Many a concert pianist spends years and a small fortune developing a distinctive personal presence. England's John Ogdon, 34, comes by his without effort. A huge, goateed, bespectacled, ambling hulk of a man, he is virtually impossible to ignore. It is not just his looks, though, that have made him the leading figure among Britain's younger pianists. Even in an age when glittering technique is almost taken for granted, Ogdon's facility for both the finespun and the fantastic is prodigious. Says Stephen Bishop, 30, a London-based American, and a friendly keyboard rival of Ogdon's: "He has absolutely volcanic energy. I mean, the piano actually moves sometimes."

With such kinetic qualities, Ogdon could easily have gone on to a profitable life of barnstorming the world with war-horse concertos. Instead, after sharing first prize with Vladimir Ashkenazy in Moscow's 1962 Tchaikovsky Competition, he became an evangelist for music that few other major pianists would touch. One of his best LP albums is devoted entirely to some of the piano music of Carl Nielsen (RCA), another to Ferruccio Busoni's hour-long piano concerto (Angel), a woolly and wonderful specimen of Germanic post-romanticism that includes a resounding men's chorus in the finale. Following this bent, Ogdon has become one of the exponents of the current romantic revival. That revival has helped bring forth a small anthology of minor works by major composers (Liszt, Scriabin), as well as some ingratiating works by minor composers (Charles-Henry Valentin Alkan, Max Reger). Ogdon, currently engaged in a six-week tour of the U.S. and Canada, is pleasantly matter-of-fact about this special musical taste: "I've always been interested in out-of-the-way composers, although it's a mystery to me why they are out of the way."

One good reason is that Ogdon is something of an out-of-the-way composer himself. His output already includes 20 works for piano, a string quartet and a brass quintet. His major effort so far is the Piano Concerto No. 1, a three-movement, 25-minute work that he performed brilliantly late last year before an enthusiastic audience in London's Royal Festival Hall. At Christmastime he recorded it for E.M.I, with the Royal Philharmonic under Conductor Lawrence Foster; Angel will be issuing it in the U.S. next fall.

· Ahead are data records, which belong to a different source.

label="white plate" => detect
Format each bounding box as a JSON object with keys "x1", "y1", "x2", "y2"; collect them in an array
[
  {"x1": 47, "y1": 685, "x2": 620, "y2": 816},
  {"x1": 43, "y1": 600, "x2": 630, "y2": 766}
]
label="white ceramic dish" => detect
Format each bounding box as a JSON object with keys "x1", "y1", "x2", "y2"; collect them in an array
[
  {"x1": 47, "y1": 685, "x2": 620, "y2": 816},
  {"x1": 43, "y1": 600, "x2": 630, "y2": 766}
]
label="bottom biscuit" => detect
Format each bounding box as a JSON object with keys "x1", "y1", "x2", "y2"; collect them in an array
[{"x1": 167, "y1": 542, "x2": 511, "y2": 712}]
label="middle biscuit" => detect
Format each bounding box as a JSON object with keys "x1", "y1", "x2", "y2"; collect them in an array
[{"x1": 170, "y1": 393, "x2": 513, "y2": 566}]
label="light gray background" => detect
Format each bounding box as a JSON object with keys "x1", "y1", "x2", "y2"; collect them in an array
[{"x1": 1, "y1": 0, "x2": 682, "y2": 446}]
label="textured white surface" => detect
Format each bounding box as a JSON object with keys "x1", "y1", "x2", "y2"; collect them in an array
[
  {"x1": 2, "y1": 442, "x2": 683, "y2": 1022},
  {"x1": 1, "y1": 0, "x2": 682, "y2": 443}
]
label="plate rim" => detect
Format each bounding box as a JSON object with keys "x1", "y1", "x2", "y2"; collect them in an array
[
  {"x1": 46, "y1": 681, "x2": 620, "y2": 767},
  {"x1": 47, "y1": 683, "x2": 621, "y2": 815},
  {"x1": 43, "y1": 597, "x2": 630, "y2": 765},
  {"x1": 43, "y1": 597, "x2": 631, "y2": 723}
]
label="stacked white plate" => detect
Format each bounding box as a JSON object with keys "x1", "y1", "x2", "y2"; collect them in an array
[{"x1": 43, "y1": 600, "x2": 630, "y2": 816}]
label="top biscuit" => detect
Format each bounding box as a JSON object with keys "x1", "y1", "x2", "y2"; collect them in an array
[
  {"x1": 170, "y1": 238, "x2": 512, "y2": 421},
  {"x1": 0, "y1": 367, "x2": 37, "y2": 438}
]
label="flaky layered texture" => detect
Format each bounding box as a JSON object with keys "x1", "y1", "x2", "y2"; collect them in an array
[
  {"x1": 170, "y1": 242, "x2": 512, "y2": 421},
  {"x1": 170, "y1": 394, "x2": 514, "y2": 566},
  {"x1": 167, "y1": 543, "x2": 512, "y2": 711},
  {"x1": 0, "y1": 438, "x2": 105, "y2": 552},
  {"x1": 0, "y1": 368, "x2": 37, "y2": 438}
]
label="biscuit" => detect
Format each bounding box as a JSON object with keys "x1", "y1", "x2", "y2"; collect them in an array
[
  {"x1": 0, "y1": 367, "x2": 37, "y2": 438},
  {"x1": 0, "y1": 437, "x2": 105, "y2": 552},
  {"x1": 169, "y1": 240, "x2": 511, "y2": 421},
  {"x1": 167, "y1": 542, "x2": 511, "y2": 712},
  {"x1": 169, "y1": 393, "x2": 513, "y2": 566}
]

The concerto has the youthful fault of jumbling together too many influences, but reveals Ogdon as an impressively forceful and colorful composer who--like Ogdon the pianist--has a flair for handling big and complicated structures without losing what the pop world would call the big beat. His writing for the piano is flamboyant, excitingly splashy but tamed by good taste. The expertise of his orchestral writing is remarkable--bold blocks of brass sound, piquant wisps of woodwind, supple simplicity in the strings. Perhaps the most important thing about his composition is that he has dared to opt for tradition over "now" chic: the idiom is tonal and reflects the post-romantic passions of the early 20th century.

Boneless Fadeaway. Ogdon and his pianist wife Brenda Lucas, together with their children Annabel, 9, and Richard, 5, live quietly in a town house on London's Regent's Park. There he seems the farthest thing in the world from what many consider him to be: a reincarnation of the flamboyant temperaments of bygone eras. His handshake is a boneless fadeaway. His response to a lengthy conversational thrust of a close friend is likely to range from a noncommittal "Mmmmmmm," to a rare "Very interesting." Brenda recalls that when she first met him at music school, he hardly said a word, just kept following her around. "He was just there, quietly, for about four years," she says. "It wasn't very romantic--but it became romantic."

Ogdon's "shy bear" image helps camouflage an intense inner life, great dedication, intellect and sweeping ambition. Ogdon, in fact, is bidding hard to join a select though all but vanished company of virtuoso pianist-composers. At the close of the 19th and in the early 20th century, the musical type culminated in a series of men who combined powerful and poetic performing styles with highly idiosyncratic ways of writing for the piano--Rachmaninoff as well as Liszt, Busoni and Scriabin. Closer to the present time, the line seems to have ended with Prokofiev and Bartok. All of them, for better or worse, were musicians of originality and vision who made concertgoing fresh and exciting. Though Ogdon has still to make it as a composer, there is no doubt at all about the excitement of going to one of his concerts.